Pete is fascinated by the diversity of life and natural systems, from harsh Arctic and desert landscapes where the persistence of life seems a daily miracle, to verdant tropical forests where the sheer magnitude of natural wonders is awe-inspiring.
Pete studied zoology as an undergraduate and completed his master’s of science degree in wildlife biology at Humboldt State University in California. He investigated waterfowl feeding ecology for the U. S. Fish and Wildlife Service as a graduate student. Although fascinated by many aspects of nature, Pete especially loves to interpret marine mammals, birds, and geology. He is guided by a love of nature and by the joy he gets from sharing it with others.

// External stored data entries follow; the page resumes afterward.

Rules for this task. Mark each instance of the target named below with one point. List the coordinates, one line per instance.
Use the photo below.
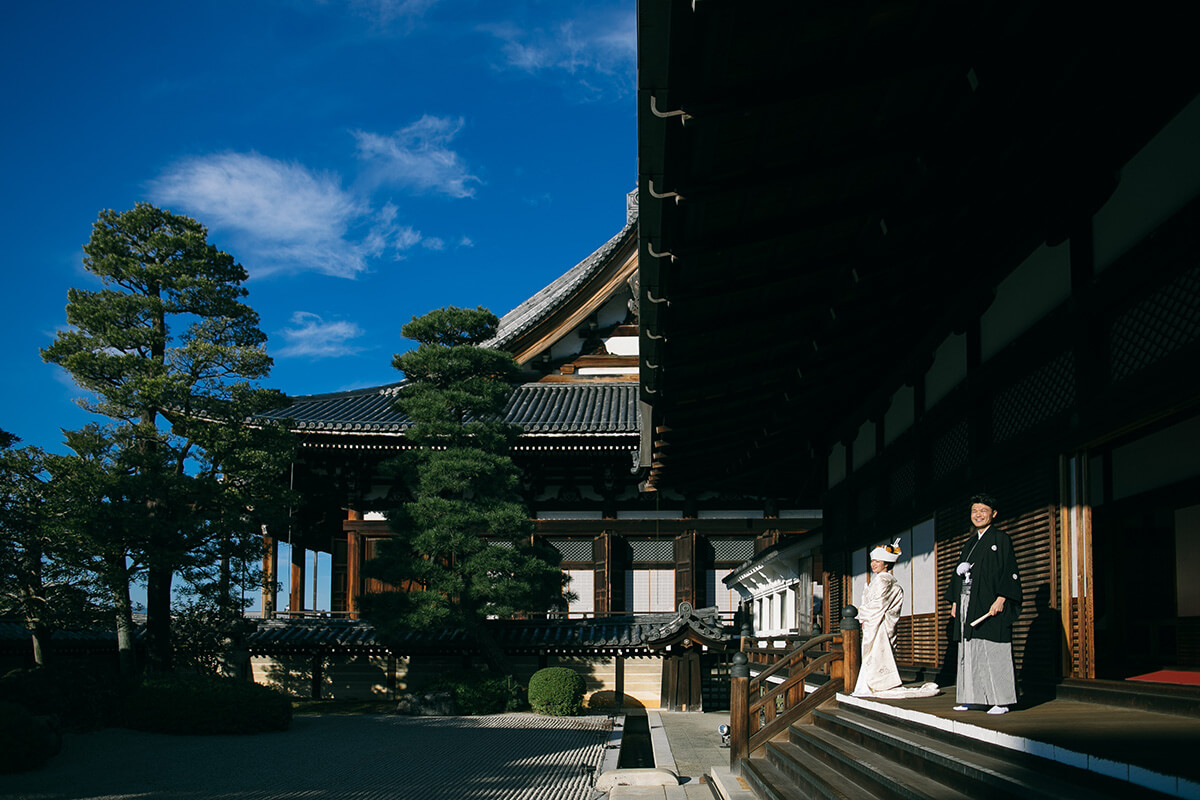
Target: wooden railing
(761, 709)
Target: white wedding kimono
(879, 612)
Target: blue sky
(365, 160)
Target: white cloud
(388, 11)
(597, 50)
(282, 216)
(312, 337)
(418, 157)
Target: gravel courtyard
(502, 757)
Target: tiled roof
(631, 632)
(546, 301)
(599, 408)
(15, 638)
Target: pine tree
(462, 548)
(165, 344)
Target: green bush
(480, 693)
(205, 704)
(25, 741)
(557, 691)
(82, 699)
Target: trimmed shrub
(204, 704)
(81, 699)
(557, 691)
(480, 693)
(25, 741)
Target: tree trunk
(41, 642)
(491, 650)
(159, 653)
(126, 655)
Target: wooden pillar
(851, 648)
(295, 589)
(739, 711)
(619, 669)
(353, 572)
(270, 573)
(685, 569)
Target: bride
(879, 612)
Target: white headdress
(888, 553)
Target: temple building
(945, 251)
(585, 459)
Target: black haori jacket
(994, 573)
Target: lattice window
(582, 585)
(718, 594)
(903, 482)
(865, 504)
(1035, 398)
(649, 590)
(732, 549)
(951, 451)
(652, 549)
(573, 549)
(1167, 320)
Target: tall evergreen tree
(462, 548)
(165, 343)
(40, 579)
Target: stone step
(870, 773)
(975, 769)
(1161, 698)
(805, 780)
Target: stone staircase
(844, 752)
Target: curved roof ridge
(547, 300)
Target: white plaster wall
(1159, 180)
(948, 370)
(864, 444)
(1035, 288)
(900, 415)
(1157, 459)
(837, 464)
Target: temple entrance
(1145, 596)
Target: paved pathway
(503, 757)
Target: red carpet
(1170, 677)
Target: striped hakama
(985, 674)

Pete worked for the National Park Service in Yosemite, Rocky Mountain, Everglades, and Denali National Parks. Of 11 summers in interior Alaska, eight were as a naturalist for Camp Denali, a wilderness resort. He has traveled extensively with Lindblad Expeditions-National Geographic since 1990 to destinations around the world.
His home is in Bend, Oregon, on the eastern foothills of the Cascade Mountains, where he spends much of the year skiing, hiking, volunteering to teach natural history classes, and managing a small, rental-home business with his wife Gretchen. He lives in a house they both designed and built themselves on 10 acres that they continue to enhance as wildlife habitat.